Nothing about what the author wrote actually indicates he believes what you're saying he believes. And I know him, so I can safely say you're completely misconstruing his intent. In fact, what you've written above is both irrelevant and incorrect. Knowing the possible outcomes is not contradictory to tension. When Dirty Harry points his revolver at the punk's head and pulls his trigger he either has a bullet or he doesn't. And assuming he's telling the truth, no one there knows if he does or doesn't. It's a binary event with two very well defined outcomes, but there is still a palpable tension. So you don't need "anything can happen" levels uncertainty to create tension.
That's because tension isn't just established by uncertainty; it also requires a sense of stakes. Of course you can set the stakes either in mechanical or narrative terms as you prefer, based on your play-style.
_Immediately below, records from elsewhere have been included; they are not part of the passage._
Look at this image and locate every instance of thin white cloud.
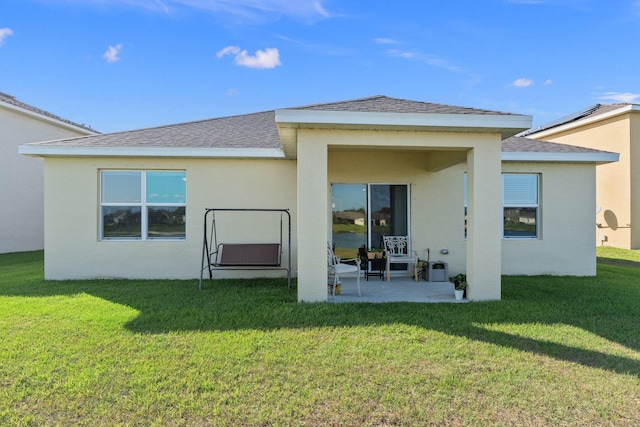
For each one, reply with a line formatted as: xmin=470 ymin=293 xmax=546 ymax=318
xmin=0 ymin=28 xmax=13 ymax=46
xmin=373 ymin=37 xmax=398 ymax=44
xmin=102 ymin=43 xmax=122 ymax=63
xmin=387 ymin=49 xmax=462 ymax=73
xmin=507 ymin=0 xmax=546 ymax=4
xmin=509 ymin=79 xmax=533 ymax=87
xmin=57 ymin=0 xmax=331 ymax=22
xmin=598 ymin=92 xmax=640 ymax=104
xmin=216 ymin=46 xmax=281 ymax=69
Regardless, it's vital that the players believe that there are interesting consequences to their actions; Otherwise, you have no tension. What's wrong with Approach 1 isn't that the different outcomes are known, it's that the stakes aren't relevant and interesting to the events and characters at hand.
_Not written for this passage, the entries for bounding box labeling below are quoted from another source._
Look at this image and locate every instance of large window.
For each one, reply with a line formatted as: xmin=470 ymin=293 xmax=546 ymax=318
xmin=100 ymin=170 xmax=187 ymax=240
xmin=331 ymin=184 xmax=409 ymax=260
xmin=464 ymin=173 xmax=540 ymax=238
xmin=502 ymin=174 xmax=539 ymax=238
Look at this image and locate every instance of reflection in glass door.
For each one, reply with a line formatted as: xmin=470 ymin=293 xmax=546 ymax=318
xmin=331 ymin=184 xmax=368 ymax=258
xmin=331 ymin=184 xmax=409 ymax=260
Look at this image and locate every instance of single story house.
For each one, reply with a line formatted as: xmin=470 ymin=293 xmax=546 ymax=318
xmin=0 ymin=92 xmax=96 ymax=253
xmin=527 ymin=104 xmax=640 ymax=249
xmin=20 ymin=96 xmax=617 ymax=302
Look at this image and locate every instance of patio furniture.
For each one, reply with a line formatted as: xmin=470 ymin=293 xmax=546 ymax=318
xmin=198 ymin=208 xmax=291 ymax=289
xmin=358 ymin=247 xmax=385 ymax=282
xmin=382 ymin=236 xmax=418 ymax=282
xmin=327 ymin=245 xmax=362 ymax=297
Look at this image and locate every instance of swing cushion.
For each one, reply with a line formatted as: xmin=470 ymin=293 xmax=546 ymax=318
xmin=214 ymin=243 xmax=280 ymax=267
But again, this is all besides the point so let's not waste further words on it.
What I have written above is my experience and about my preference, so in a thread about "Do you like fail forward? and why or why not?" it is relevant.
This is a thread about what you like about fail forward correct? and there is more than one way to run fail forward, correct?
It wasn't until reading what You linked to that it became really clear what it is that I find dissatisfying about some applications of fail forward other than the simple disconnect that some of us feel.
The knowing of the possible outcomes is a tension killer "for me". It isn't a tension killer "for you". Again neither right or wrong, just different.
I think "for me" it is the difference between feeling like I am in a script writing room deciding that Indi is going over the cliff and "how are we going to save him" and feeling like you are Indi going over that cliff, and not knowing how this is going to end.
So again "for me" as "a player" I like fail forward when used as the DM decides the outcomes before the dice are rolled, but I don't know them until after the dice are rolled (And I only know the one that takes affect).
In each of his examples you could have removed the point where the DM explains the 2 possible outcomes, still used fail forward with the same results and it would "to me" have felt like it was a more in character experience. It would also have the advantage for me of hiding some of the more blatant disconnects (If you fail the lock pick roll it will start raining).
However I should have separated it from my reply to you. But as it was connected to the piece you linked to so I didn't, Sorry.
Clearly I misunderstood the end of the artical when he was saying "In each example, there's a bad way to handle failure that is quick, simple, obvious... and wrong:" I misinterpreted that if you don't use the suggest approach you are "Wrong".